Mikey picture Mikey · Jun 8, 2011 · Viewed 8.2k times · Source

Briefly: I can make a file, save it in the file system and then make a page with a link to that file, but what if I want a page with links to many files which may not all need to be generated?

So my user clicks a link on the list page like:

<g:link action="gimmeAFile" id="${myThingieInstance.id}">${fieldValue(bean: myThingieInstance, field: "id")}</g:link>

Right now I have a controller that looks like this:

def gimmeAFile = {
  def lotsaLines = []
  //Do a ton of stuff that has lotsaLines.add(resultStrings) all over

  def fileName = "blahblah-${dateOrSomething}.csv"
  def dumbFile = new File('web-app/tmpfiles/'+fileName).withWriter {out ->
    lotsaLines.each{
      out.println it
    }
  }
  [fileName:fileName]
}

And then they go to gimmeAFile.gsp which has the link to actually download the file:

<a href="${resource(dir:'tmpfiles',file:fileName)}">Download Report</a>

How do I make a link on the list viewer that will create and download the file without dragging the user to an extra screen. NOTE: I cannot have the files pre-generated, so I need to figure out how to link to a file that isnt there yet. I'm thinking something like render() at the end of the controller. Can I make the gimmeAFile controller just give the file instead of making a page with a link to the file?
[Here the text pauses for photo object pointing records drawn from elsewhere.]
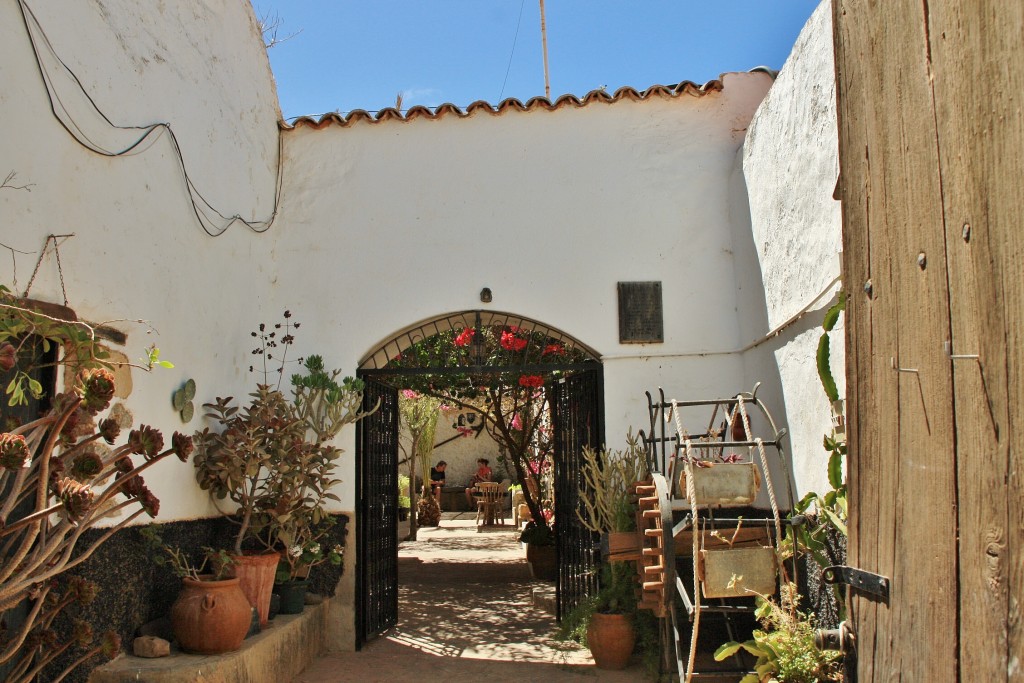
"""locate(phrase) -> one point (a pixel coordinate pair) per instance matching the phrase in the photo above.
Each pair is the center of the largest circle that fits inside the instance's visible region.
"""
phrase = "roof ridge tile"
(626, 92)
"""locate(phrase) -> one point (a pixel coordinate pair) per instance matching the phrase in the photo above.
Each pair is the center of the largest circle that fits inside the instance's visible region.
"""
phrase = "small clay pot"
(610, 638)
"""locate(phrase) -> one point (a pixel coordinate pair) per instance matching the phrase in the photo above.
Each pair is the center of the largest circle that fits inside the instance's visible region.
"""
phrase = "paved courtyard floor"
(466, 613)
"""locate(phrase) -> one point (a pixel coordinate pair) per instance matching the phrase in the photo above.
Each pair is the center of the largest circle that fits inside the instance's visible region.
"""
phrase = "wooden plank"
(744, 538)
(902, 470)
(978, 68)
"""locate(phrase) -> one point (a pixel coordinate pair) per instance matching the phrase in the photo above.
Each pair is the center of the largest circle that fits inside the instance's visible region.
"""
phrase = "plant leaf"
(836, 470)
(726, 650)
(824, 370)
(832, 315)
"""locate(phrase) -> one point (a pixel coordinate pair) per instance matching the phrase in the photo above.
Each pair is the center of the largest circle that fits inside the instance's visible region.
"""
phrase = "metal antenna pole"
(544, 43)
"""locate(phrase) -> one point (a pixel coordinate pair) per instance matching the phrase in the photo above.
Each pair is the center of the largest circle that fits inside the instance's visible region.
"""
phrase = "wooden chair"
(489, 504)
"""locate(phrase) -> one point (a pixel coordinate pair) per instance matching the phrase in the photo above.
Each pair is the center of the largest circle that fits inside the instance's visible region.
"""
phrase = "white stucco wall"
(550, 210)
(137, 250)
(791, 164)
(380, 225)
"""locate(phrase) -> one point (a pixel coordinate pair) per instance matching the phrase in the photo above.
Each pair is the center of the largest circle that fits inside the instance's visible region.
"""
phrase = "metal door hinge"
(865, 582)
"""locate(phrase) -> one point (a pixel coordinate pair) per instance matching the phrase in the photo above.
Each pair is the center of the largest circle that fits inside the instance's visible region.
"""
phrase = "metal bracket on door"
(865, 582)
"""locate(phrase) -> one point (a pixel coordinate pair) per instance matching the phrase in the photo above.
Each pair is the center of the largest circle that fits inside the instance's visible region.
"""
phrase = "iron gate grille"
(377, 544)
(578, 417)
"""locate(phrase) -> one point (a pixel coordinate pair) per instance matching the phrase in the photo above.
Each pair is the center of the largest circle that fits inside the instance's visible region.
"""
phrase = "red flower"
(512, 343)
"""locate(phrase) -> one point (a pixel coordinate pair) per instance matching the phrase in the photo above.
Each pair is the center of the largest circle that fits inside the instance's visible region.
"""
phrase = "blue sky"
(350, 54)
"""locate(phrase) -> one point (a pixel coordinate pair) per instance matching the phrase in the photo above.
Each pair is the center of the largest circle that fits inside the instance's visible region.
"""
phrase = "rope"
(691, 495)
(764, 466)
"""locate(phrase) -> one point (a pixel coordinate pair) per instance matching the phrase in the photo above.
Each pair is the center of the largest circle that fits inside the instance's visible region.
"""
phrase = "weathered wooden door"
(932, 165)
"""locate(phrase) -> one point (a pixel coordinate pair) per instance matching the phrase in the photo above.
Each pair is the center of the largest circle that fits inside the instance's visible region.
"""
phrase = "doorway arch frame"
(579, 418)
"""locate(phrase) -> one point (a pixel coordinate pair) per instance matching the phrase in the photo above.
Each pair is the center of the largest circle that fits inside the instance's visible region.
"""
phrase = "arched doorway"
(451, 346)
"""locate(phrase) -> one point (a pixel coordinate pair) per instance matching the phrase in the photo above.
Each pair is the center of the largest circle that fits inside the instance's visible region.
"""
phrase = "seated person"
(482, 474)
(437, 479)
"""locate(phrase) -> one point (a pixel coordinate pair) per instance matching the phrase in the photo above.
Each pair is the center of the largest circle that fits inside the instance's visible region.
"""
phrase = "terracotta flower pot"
(610, 638)
(255, 573)
(210, 616)
(543, 563)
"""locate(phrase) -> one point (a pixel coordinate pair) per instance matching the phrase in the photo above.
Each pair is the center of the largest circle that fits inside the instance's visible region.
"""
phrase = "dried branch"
(269, 25)
(8, 183)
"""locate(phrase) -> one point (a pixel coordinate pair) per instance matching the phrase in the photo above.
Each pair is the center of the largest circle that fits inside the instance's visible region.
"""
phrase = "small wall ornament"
(182, 400)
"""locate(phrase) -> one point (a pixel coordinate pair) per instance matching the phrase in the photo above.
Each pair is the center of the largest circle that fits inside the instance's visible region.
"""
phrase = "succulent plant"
(182, 400)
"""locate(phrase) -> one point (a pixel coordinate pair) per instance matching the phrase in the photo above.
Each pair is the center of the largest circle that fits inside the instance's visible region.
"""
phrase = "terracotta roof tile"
(509, 104)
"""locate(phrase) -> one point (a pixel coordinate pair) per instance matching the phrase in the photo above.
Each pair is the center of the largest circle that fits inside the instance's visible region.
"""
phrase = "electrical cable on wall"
(213, 221)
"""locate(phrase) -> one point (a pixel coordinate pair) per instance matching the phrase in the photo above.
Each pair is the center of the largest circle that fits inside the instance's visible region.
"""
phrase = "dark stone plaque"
(640, 318)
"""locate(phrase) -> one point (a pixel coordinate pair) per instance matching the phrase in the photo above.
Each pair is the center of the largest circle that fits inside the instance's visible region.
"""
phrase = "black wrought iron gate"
(377, 507)
(578, 416)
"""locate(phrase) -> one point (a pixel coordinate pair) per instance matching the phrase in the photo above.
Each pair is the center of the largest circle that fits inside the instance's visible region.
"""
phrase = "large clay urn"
(255, 573)
(210, 616)
(610, 638)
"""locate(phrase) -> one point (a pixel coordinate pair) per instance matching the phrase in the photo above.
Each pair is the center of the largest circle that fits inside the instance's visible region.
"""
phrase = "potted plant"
(784, 647)
(608, 479)
(242, 463)
(211, 615)
(304, 549)
(403, 500)
(273, 459)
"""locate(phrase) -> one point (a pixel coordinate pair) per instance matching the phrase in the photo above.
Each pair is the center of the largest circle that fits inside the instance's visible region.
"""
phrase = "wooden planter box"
(737, 573)
(724, 483)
OK so to clarify this is what I finally figured out based on Kaleb's answer. Thankyou SO!!

def gimmeAFile = {
  def lotsaLines = []
  //Do a ton of stuff that has lotsaLines.add(resultStrings) all over

  def fileName = "blahblah-${dateOrSomething}.csv"
  def dumbFile = new File('web-app/tmpfiles/'+fileName).withWriter {out ->
    lotsaLines.each{
      out.println it
    }
  }
  def openAgain = new File('web-app/tmpfiles/'+fileName)
  response.setContentType("text/csv")
  response.setHeader("Content-disposition", "filename=${fileName}")
  response.outputStream << openAgain.getBytes()
  response.outputStream.flush()
  return
}

Answer

Kaleb Brasee picture Kaleb Brasee · Jun 8, 2011

You can create a view that just gets the bytes of the file and writes out to the response:

response.contentType  = 'image/jpeg' // or whatever content type your resources are
response.outputStream << file.getBytes()
response.outputStream.flush()

Is that what you're trying to do?